Just as he had followed his 1980 commercial breakthrough The River with the challenging Nebraska, Bruce Springsteen followed the most popular album of his career, Born in the U.S.A., with another low-key, anguished effort, Tunnel of Love.
Especially in their sound, several of the songs, "Cautious Man" and "Two Faces," for example, could have fit seamlessly onto Nebraska, though the arrangements overall were not as stripped-down and acoustic as on the earlier album.
While Nebraska was filled with songs of economic desperation, however, Tunnel of Love, as its title suggested, was an album of romantic exploration.
But the lovers were just as desperate in their way as Nebraska's small-time criminals.
In song after song, Springsteen questioned the trust and honesty on both sides in a romantic relationship, specifically a married relationship.
Since Springsteen sounded more autobiographical than ever before ("Ain't Got You" referred to his popular success, while "Walk Like a Man" seemed another explicit message to his father), it was hard not to wonder about the state of his own two-and-a-half-year marriage, and it wasn't surprising when that marriage collapsed the following year.

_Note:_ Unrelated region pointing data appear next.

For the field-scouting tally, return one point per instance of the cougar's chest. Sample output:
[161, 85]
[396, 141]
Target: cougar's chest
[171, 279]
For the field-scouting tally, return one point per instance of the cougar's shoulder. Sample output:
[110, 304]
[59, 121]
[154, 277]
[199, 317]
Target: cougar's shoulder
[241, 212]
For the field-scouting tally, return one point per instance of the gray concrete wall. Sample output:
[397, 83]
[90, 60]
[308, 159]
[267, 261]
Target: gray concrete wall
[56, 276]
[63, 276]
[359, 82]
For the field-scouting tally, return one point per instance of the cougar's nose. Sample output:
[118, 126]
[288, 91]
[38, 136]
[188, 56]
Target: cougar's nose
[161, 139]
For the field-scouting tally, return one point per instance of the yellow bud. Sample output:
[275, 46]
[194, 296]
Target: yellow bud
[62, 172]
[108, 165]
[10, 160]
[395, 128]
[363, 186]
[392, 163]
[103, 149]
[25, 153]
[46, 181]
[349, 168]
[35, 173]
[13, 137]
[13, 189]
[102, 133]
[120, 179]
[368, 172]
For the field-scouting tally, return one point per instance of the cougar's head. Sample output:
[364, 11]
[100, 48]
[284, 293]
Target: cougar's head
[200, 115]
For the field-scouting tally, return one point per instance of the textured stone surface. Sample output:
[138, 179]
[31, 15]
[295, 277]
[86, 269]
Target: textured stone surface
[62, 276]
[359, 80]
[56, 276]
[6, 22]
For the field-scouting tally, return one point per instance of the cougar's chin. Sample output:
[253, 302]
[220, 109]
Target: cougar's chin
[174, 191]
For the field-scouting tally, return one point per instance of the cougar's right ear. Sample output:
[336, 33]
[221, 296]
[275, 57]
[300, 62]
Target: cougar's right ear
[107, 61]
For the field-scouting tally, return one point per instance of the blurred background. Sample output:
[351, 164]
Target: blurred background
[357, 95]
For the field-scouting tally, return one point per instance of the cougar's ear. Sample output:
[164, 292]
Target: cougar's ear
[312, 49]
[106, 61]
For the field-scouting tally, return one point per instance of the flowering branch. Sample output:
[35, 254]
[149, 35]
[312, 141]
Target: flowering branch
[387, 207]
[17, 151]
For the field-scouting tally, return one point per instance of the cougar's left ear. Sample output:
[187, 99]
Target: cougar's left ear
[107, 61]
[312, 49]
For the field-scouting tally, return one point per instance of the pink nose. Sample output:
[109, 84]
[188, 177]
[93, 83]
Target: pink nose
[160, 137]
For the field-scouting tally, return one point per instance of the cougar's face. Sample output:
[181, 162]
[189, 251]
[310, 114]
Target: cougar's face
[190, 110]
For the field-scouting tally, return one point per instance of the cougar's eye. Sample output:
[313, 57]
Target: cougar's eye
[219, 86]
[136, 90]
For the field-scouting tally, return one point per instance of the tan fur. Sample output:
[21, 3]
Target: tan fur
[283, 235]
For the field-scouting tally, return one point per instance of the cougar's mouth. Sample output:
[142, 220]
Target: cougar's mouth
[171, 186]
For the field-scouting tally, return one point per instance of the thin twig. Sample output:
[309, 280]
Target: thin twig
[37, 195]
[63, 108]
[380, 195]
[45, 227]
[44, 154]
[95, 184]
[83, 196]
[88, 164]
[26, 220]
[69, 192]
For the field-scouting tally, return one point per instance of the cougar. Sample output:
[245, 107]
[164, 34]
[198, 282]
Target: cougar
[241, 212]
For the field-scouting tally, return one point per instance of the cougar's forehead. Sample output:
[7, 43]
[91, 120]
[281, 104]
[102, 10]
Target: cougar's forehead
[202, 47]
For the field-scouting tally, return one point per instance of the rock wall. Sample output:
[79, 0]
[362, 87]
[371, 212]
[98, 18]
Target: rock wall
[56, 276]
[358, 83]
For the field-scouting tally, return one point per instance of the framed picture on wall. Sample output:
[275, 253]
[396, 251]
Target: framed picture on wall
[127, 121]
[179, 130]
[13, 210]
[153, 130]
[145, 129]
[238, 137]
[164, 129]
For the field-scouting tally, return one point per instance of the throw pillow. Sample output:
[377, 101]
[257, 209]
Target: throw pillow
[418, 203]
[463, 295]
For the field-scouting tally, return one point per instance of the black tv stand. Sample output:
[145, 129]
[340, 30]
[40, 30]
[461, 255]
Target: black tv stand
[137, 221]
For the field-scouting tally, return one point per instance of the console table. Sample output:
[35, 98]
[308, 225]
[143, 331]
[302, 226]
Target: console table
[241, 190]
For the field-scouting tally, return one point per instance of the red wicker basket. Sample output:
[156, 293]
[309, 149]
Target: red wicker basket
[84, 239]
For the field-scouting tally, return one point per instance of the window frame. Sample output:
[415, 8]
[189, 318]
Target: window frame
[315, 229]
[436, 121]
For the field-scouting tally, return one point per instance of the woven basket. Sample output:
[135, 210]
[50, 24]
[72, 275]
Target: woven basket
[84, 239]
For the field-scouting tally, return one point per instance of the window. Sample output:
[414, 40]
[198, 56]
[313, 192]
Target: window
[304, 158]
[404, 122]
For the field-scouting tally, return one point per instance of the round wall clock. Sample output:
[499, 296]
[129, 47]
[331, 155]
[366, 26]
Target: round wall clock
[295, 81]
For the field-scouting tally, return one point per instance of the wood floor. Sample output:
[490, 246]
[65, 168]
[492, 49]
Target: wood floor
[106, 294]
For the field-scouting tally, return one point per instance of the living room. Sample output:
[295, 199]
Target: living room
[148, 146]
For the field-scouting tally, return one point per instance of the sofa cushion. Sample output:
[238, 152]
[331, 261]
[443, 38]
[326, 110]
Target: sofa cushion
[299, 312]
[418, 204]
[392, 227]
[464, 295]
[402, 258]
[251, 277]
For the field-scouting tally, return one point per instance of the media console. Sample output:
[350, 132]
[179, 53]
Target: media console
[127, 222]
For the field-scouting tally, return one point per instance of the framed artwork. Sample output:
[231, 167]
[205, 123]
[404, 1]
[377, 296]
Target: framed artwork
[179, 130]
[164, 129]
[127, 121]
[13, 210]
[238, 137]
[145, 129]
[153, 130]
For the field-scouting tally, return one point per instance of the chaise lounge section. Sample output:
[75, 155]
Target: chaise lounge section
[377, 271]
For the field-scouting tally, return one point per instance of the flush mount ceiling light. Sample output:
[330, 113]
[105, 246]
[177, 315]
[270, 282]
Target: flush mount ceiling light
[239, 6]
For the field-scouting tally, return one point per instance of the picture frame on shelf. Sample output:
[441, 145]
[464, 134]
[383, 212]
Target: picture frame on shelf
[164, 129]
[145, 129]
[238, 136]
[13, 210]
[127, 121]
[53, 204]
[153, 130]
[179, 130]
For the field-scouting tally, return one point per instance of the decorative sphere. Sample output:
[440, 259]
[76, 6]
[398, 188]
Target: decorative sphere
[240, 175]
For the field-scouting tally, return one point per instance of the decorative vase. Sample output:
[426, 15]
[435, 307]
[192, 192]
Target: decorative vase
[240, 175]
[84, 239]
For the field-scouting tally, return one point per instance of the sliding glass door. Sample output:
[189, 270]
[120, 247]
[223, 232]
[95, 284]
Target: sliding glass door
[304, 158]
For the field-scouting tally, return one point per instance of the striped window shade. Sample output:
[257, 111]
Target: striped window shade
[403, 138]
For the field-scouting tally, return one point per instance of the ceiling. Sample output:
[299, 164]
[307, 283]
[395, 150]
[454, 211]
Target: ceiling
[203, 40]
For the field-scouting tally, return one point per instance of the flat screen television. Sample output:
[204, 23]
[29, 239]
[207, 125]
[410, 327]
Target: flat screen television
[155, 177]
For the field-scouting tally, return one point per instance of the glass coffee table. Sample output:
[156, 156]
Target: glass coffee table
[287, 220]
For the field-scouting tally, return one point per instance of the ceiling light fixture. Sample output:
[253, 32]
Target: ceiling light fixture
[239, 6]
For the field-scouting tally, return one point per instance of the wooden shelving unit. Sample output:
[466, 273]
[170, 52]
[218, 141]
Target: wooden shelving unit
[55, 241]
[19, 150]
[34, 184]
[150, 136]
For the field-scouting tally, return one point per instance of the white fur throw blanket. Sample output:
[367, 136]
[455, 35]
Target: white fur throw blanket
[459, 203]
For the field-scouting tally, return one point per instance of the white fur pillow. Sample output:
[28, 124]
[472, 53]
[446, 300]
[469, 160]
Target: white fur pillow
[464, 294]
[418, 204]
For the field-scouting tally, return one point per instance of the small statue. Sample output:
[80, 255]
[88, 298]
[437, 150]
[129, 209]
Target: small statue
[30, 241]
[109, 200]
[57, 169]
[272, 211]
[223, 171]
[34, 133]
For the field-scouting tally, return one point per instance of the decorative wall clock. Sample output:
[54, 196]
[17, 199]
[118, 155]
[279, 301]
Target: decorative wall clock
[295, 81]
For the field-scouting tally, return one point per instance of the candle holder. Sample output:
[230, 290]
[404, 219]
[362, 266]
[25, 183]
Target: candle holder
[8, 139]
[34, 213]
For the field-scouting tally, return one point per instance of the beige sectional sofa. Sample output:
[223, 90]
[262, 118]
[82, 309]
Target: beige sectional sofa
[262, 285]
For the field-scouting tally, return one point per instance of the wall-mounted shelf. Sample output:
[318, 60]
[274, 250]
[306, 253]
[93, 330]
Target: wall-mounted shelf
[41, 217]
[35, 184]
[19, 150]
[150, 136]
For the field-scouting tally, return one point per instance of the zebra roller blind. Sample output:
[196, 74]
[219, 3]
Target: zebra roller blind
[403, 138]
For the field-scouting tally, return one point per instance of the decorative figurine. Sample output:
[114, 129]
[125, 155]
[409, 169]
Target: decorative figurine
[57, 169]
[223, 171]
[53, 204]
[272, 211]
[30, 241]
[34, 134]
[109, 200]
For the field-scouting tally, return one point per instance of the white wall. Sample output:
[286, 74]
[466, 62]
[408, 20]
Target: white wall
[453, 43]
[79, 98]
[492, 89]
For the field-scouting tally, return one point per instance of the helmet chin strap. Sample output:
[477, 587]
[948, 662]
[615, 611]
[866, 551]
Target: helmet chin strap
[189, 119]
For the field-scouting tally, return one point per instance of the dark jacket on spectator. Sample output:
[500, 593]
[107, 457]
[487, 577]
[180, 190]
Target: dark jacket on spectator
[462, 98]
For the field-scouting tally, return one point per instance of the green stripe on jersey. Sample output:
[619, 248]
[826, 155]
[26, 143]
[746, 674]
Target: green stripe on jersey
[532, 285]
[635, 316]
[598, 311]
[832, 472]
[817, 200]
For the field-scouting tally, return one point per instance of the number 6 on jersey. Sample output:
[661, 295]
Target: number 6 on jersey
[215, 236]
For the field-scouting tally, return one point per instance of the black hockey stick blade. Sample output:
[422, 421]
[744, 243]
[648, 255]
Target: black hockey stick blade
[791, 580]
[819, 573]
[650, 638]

Tunnel of Love was not the album that the ten million fans who had bought Born in the U.S.A.
as of 1987 were waiting for, and though it topped the charts, sold three million copies, and spawned three Top 40 hits, much of this was on career momentum.
Springsteen was as much at a crossroads with his audience as he seemed to be in his work and in his personal life, though this was not immediately apparent.